July 16, 2012 The Tax Lawyer

ESOP Dividends: Arguments for Section 404(k) Dividend Deductions

Vol. 65, No. 2 - Winter 2012

David Eckhardt

Abstract

    Employers that maintain an employee stock ownership plan (ESOP) provide a method to compensate their employees while generating employee interest in the success of the employer. Congress acknowledged these benefits and passed certain tax-favorable legislation for companies that implement ESOPs to encourage their use. Unfortunately, by challenging taxpayers and issuing regulations, the Service does not share Congress’s view that certain dividends with respect to ESOPs are deductible.

    In 2010, the Eighth Circuit Court of Appeals ruled for the second time that certain dividends paid with respect to stock held by an ESOP were not deductible by an employer.

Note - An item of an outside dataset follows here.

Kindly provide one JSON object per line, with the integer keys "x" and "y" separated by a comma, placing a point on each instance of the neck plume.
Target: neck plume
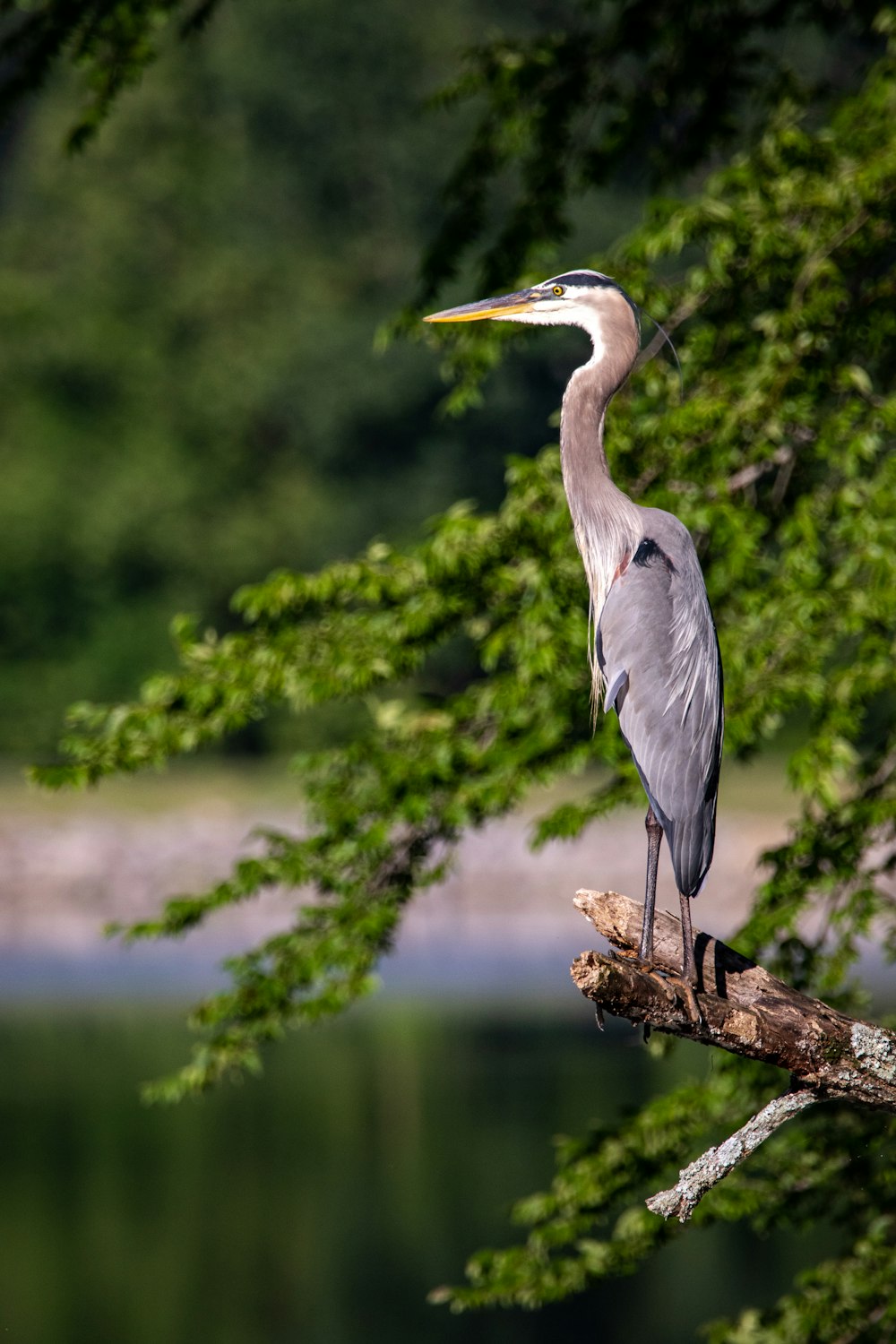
{"x": 606, "y": 521}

The Eighth Circuit relied on its own precedent, the arguments in opinions by the Third Circuit, and the Tax Court. However, the Ninth Circuit previously reached a contradictory conclusion and allowed a deductions in different reasoning. The employer in the second Eighth Circuit case appealed to the Supreme Court, which subsequently denied certiorari. Thus, for any taxpayer employer that is still embattling challenges by the Service, the question is left to be resolved by each of the Circuit Courts of Appeals that have not ruled on the issue. Additionally, there may be some alternative methods to effectuate the same result with stronger arguments for deductibility.

    The issue in these cases revolves around the collision of several Code sections when a corporation effectuates a transaction involving ESOP dividends. It is common that a corporation will set up an ESOP for its employees as a method to compensate its employees for services rendered. As the employee provides services for the employer, the employee’s account in the ESOP will vest in the shares held by the plan, giving the employee an actual future interest in the ESOP. Thus, at some point in time, the employee will have a legal right to claim the vested amounts in the plan so the employee can actually use and enjoy the compensation from services the employee rendered.

    The initial catalyst of the transaction at issue occurs when the employee wishes to exercise his or her right in obtaining the vested amounts in the plan, which can occur when the employee terminates employment. By terminating employment, the employee also terminates participation in the ESOP.

    Through an employment agreement and under the terms of the plan, the employee becomes entitled to receive cash in the amount vested in the ESOP. Also by agreement, the employer will first distribute the money to the ESOP, with the plan subsequently distributing the money to the employee. Finally, the plan will require that the employer either redeem shares held by the ESOP equal to the participant’s account, or it must redeem shares from participants after the ESOP distributes the shares.

    Although the transaction appears relatively simple, several complicated issues require an analysis to determine whether the distribution by the employer is deductible to that corporation for income tax purposes. The Eighth Circuit, Third Circuit, and the Tax Court held—and the Service takes the position—that a corporation cannot deduct the distributions described above. This Article seeks to show how the Eighth Circuit, the Third Circuit, and the Tax Court illogically reached that conclusion. First, Part II of this Article provides information on ESOPs and certain payments that are deductible to the employer when compensating its employees. Part II also provides background information on the nondeductibility of payments made for redemption of stock, as well as the various cases that have ruled on this issue. Next, Part III examines the structure of existing judicial analysis of the issue. Part III also analyzes the relevant Code sections to show how the courts were incorrect in analyzing the issue. Part IV describes fact patterns and alternate methods that vary from the court cases and provides an analysis for deductibility in those scenarios. Finally, Part IV analyzes how the remaining Circuit Courts of Appeals that have not ruled on the issue should rule based on this Article’s analysis and the courts’ precedent.